Lesson 18

Practicing Point by Point Transformations

Let's figure out some transformations. 

Problem 1

The figures are congruent. Select all the sequences of transformations that would take Figure 1 to Figure 2.

Two figures on a grid.
A:

Translate by directed line segment \(AD\).

B:

Rotate 180 degrees around point \(E\).

C:

Translate by directed line segment \(AE\) and reflect across \(AC\).

D:

Translate by directed line segment \(CE\) and rotate 90 degrees counterclockwise around point \(E\).

E:

Rotate 180 degrees around point \(C\), translate by directed line segment \(CE\), and reflect across segment \(EF\).

F:

Reflect across segment \(AB\), rotate clockwise by angle \(BFE\) using center \(F\), then reflect across segment \(EF\).

Problem 2

  1. Draw the image of figure \(ACTS\) after a clockwise rotation around point \(T\) using angle \(CTS\) and then a translation by directed line segment \(CT\).
  2. Describe another sequence of transformations that will result in the same image.
A figure formed by 3 line segments, looks like the letter U. 4 points on the endpoints of the segments. Starting at the top left, A. Moving downard, C. Moving to the right, T. Moving upward, S.

Problem 3

Draw the image of triangle \(ABC\) after this sequence of rigid transformations.

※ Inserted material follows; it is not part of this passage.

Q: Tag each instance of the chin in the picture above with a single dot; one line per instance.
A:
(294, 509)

  1. Reflect across line segment \(AB\).
  2. Translate by directed line segment \(u\).
Triangle A B C.

Problem 4

Describe a transformation that takes any point \(A\) to any point \(B\).

(From Unit 1, Lesson 17.)

Problem 5

Triangle \(ABC\) is congruent to triangle \(A’B’C’\).  Describe a sequence of rigid motions that takes \(A\) to \(A’\), \(B\) to \(B’\), and \(C\) to \(C’\).

Congruent triangles A B C and A prime B prime C prime.
(From Unit 1, Lesson 17.)

Problem 6

A quadrilateral has rotation symmetry that can take any of its vertices to any of its other vertices. Select all conclusions that we can reach from this.

A:

All sides of the quadrilateral have the same length.

B:

All angles of the quadrilateral have the same measure.

C:

All rotations take one half of the quadrilateral to the other half of the quadrilateral.

(From Unit 1, Lesson 16.)

Problem 7

A quadrilateral has a line of symmetry. Select all conclusions that must be true.

A:

All sides of the quadrilateral have the same length.

B:

All angles of the quadrilateral have the same measure.

C:

Two sides of the quadrilateral have the same length.

D:

Two angles of the quadrilateral have the same measure.

E:

No sides of the quadrilateral have the same length.

F:

No angles of the quadrilateral have the same measure.

(From Unit 1, Lesson 15.)

Problem 8

Which segment is the image of \(FG\) when rotated \(90^\circ\) clockwise around point \(P\)?

Segments on a grid.
(From Unit 1, Lesson 14.)

Problem 9

Which statement is true about a translation?

A:

A translation rotates a line.

B:

A translation takes a line to a parallel line or itself.

C:

A translation takes a line to a perpendicular line.

D:

A translation dilates a line.

(From Unit 1, Lesson 12.)